Prenons, à titre d’exemple et de moyen à charge, l’affaire DSK. Pourquoi ce tremblement de terre médiatique a-t-il trouvé son épicentre aux Etats-Unis et non en France ? « J’avais tout en main avant que le scoop ne sorte, raconte le journaliste français Jean Quatremer. J’ai proposé à ma rédaction (Libération, alors dirigée par Laurent Joffrin) d’amener les oreilles et la queue de DSK sur un plateau, mais elle s’est opposée à un reportage, en prétextant que cela relevait de la vie privée. J’ai donc conseillé à mes sources de publier l’information dans les journaux américains, les seuls qui oseraient le faire » (L’enquête d’origine devait porter sur la relation de DSK avec l’économiste Piroska Nagy, avant l’affaire du Sofitel.). Nous connaissons la suite. Que restait-il de ce prétendu respect de la vie privée, une fois l’ancien boss du FMI redevenu un simple péquin aux poignés menottés ? Les journaux français ont failli deux fois : avant, en se taisant. Et après, en jouant les charognards.

mercredi 8 janvier 2014

Du journalisme et des journalistes #1 : nouvelle époque, vieilles rancœurs


« ON CONDUIT AUJOURD’HUI LES LECTEURS COMME ON N’A PAS CESSÉ DE CONDUIRE LES ÉLECTEURS. Beaucoup de journalistes, qui blâment avec raison la faiblesse des mœurs parlementaires, feraient bien de se retourner sur soi-même et de considérer que les salles de rédaction se tiennent comme les Parlements. Il y a au moins autant de démagogie parlementaire dans les journaux que dans les assemblées. Il se dépense autant d’autorité dans un comité de rédaction que dans un conseil des ministres ; et autant de faiblesse démagogique. Les journalistes écrivent comme les députés parlent. »

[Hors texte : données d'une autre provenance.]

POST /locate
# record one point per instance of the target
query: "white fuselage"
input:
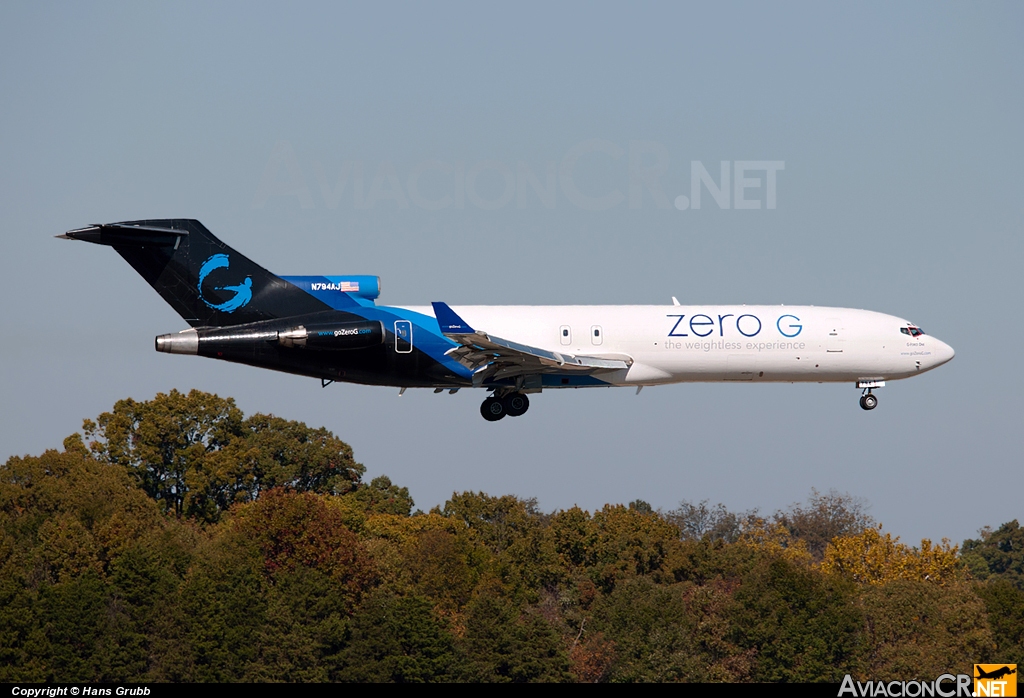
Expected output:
(698, 343)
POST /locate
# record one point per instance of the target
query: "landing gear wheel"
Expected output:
(493, 409)
(515, 404)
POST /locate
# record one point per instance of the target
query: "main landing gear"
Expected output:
(497, 406)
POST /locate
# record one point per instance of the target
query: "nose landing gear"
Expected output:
(496, 407)
(867, 399)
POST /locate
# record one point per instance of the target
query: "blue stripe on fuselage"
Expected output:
(427, 336)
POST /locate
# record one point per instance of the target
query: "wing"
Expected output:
(494, 358)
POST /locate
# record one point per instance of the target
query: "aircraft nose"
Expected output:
(943, 352)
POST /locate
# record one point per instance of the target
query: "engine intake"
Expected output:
(334, 336)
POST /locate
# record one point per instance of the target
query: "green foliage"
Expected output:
(380, 496)
(1005, 606)
(823, 518)
(803, 625)
(669, 633)
(700, 521)
(997, 554)
(197, 455)
(506, 643)
(397, 640)
(189, 543)
(916, 629)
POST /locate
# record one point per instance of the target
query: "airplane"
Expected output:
(331, 328)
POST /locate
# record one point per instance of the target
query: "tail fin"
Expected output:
(206, 281)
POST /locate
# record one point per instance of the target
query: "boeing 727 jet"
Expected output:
(331, 328)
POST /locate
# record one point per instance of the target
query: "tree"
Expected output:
(399, 640)
(1005, 605)
(197, 454)
(997, 554)
(916, 629)
(696, 522)
(823, 518)
(802, 625)
(876, 559)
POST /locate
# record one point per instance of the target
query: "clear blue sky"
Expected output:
(899, 127)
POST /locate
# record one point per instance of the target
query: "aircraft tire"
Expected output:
(516, 404)
(493, 409)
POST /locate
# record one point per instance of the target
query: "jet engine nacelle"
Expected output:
(334, 336)
(324, 337)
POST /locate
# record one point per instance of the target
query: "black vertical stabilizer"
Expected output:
(206, 281)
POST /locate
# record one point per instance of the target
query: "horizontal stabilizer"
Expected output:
(127, 235)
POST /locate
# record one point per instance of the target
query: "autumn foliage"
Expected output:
(180, 540)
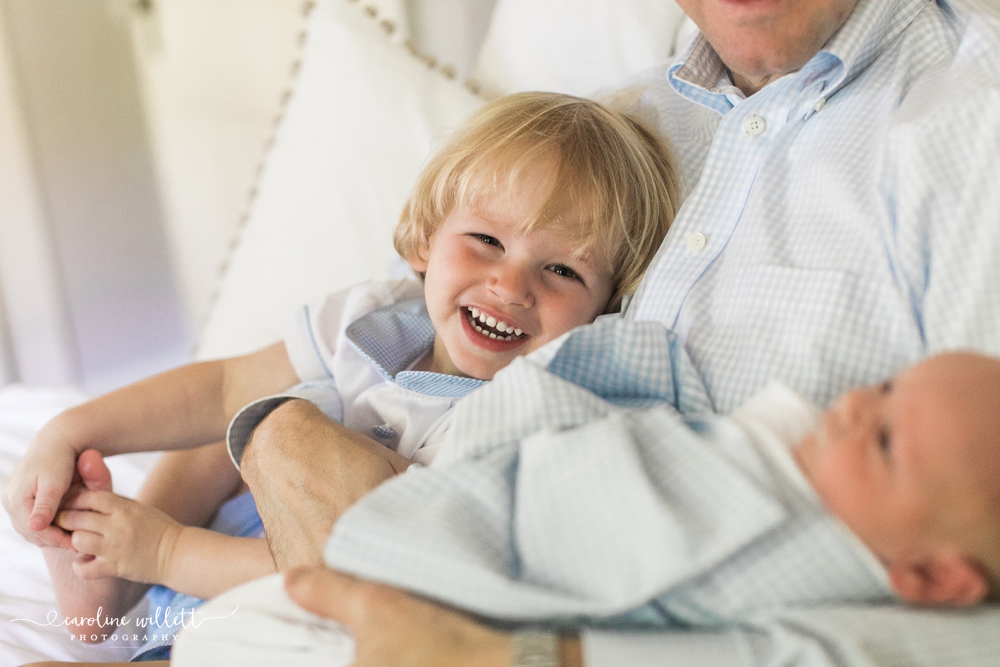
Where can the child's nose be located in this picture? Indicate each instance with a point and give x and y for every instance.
(511, 285)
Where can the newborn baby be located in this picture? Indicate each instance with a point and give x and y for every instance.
(585, 501)
(912, 467)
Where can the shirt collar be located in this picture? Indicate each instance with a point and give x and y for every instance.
(700, 75)
(393, 338)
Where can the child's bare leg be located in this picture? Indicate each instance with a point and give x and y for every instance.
(85, 598)
(189, 485)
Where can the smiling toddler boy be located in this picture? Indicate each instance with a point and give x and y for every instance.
(538, 215)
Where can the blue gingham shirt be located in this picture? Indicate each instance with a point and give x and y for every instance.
(841, 223)
(860, 230)
(857, 233)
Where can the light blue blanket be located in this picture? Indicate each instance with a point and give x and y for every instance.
(597, 487)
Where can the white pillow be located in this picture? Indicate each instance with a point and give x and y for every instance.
(355, 134)
(574, 46)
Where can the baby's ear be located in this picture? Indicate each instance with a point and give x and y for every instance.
(949, 580)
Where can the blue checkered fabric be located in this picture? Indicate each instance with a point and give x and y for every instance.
(860, 230)
(393, 337)
(582, 500)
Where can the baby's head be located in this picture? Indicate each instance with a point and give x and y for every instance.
(540, 213)
(912, 466)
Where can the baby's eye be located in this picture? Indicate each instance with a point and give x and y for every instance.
(489, 240)
(564, 271)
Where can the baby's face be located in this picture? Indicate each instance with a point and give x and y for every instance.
(890, 459)
(494, 293)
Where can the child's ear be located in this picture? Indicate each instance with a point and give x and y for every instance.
(949, 580)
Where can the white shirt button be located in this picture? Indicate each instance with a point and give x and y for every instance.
(695, 242)
(754, 125)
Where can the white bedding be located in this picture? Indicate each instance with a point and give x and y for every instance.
(25, 589)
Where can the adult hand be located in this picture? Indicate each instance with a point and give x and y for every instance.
(304, 471)
(394, 629)
(36, 488)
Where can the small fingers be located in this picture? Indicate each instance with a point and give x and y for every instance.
(86, 543)
(54, 536)
(92, 568)
(73, 520)
(97, 501)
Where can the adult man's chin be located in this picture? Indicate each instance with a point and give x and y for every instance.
(764, 39)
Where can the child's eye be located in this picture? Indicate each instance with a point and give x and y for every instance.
(564, 271)
(489, 240)
(884, 440)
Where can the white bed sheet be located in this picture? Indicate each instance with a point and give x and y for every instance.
(25, 588)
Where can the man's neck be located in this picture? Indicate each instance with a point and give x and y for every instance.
(751, 84)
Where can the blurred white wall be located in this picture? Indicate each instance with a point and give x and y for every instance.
(214, 73)
(89, 176)
(131, 133)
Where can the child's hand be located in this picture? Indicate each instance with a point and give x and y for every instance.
(35, 489)
(119, 537)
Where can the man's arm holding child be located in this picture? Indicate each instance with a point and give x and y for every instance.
(304, 471)
(179, 409)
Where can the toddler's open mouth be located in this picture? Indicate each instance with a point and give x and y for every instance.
(488, 325)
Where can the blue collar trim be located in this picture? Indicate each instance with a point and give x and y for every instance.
(393, 338)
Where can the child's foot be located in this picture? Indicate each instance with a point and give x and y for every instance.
(82, 598)
(93, 471)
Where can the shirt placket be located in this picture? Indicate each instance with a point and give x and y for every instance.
(712, 212)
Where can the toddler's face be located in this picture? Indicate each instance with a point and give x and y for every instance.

Voilà un trait bien envoyé à nos chers « médias » ! LibérationFrance Inter et les autres… A tous ces « faiseurs d’opinion » qui, dit-on, jugent et donne le la de la symphonie française moderne depuis leurs salons parisiens. Toutes ces rédactions que l’on aime tant détester. Et qui, il faut bien le dire, nous en ont donné cette année quelques raisons. Oui mais voilà : ce trait, affuté et bienvenu, date de… 1901 ! Ecrit de la main de l’ami Charles Péguy, dans ses Cahiers de la quinzaine (dans De la raison). Il ne devait pas se douter que son « aujourd’hui » serait autant d’actualité, cent ans après sa mort.